From a personal standpoint, Mrs. Ross considers herself lucky that their whole family has been able to be on the same campus together for the last five years.

“We love that at night, when we talk about our days, we all know what everybody’s talking about, we all have a connection,” she said. “It’s been such a good fit for all four of us. Who gets to have everybody in your family in the same place in their lives? That’s such a gift.”

Harvard-Westlake is separated into two different campuses; one serves grades seven through nine and the other serves grades ten through 12. As a result, the Ross family will not be on the same campus. Mr. Ross considers this both a good and a bad thing for their family moving forward.

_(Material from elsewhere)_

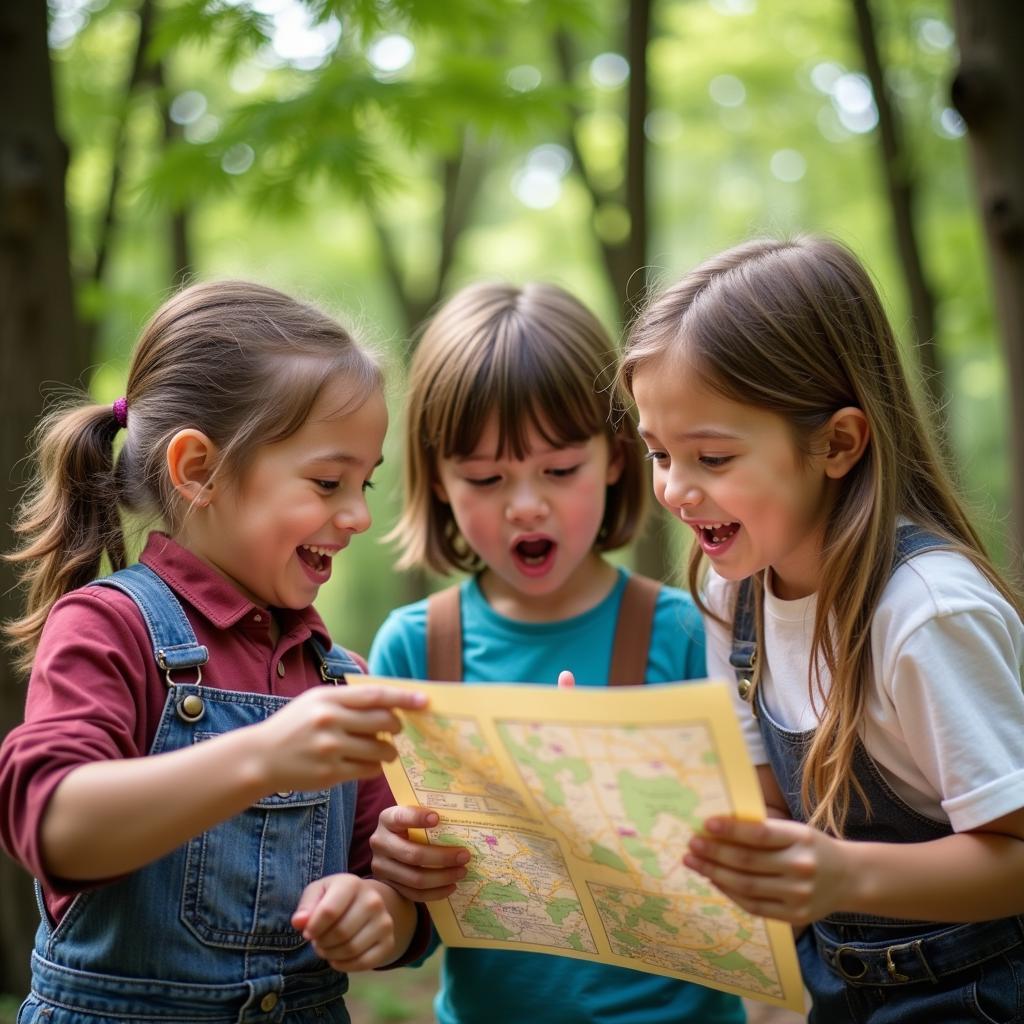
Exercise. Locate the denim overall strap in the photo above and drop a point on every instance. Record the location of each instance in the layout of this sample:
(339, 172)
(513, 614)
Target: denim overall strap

“All of the sudden, we feel like this family unit we have gets exploded a little bit,” he said. “But it also gives everybody a little bit more of their own fiefdoms, so we’re excited about that.”

According to Mrs. Ross, one of the things she will miss most about Greenhill is being on a K-12 campus, which will not be the case in her new position.

“High school gets so stressful, and I think probably for students too, you get that moment where you walk over by the cafeteria, and you see first graders looking at the peacocks,” she said. “It’s access to joy.”

While there are some notable differences between Greenhill and Harvard-Westlake, Mr. Ross does see a lot of similarities between the two schools. Among them are their approaches towards caring for students.

“We’re happy that we’re going to a school that has the same values and commitment to teaching the whole student that Greenhill does,” he said.

With her departure, Mrs. Ross leaves Greenhill’s Upper School in the hands of Trevor Worcester, current Middle School and Upper School Latin Teacher and Upper School Modern and Classical Language Department Head, who will take over as Head of Upper School next year. He believes that Mrs. Ross is a tough act to follow.

“I can’t fill her shoes,” he said. “What I can do is approach things similarly. Whenever an issue arises that needs to be addresssed, hopefully I would approach that issue in a way she would.”

Mrs. Ross noted it will be difficult to leave behind Greenhill’s unique atmosphere and student body.

“I’ll miss the culture of Greenhill. Just the way people treat each other here, and the general culture,” Mrs. Ross said. “I’m hoping my new school has a great culture too, but I know that this is a special one.”

As she prepares to leave, Mrs. Ross wishes that Greenhill simply continues to be the school she has grown to love over her five years on the hill.

“I just hope that it continues to be a place where people take time to recognize what’s good,” she said. “I’ve been so lucky and I’m just so grateful I had this opportunity. It’s been a good fit.”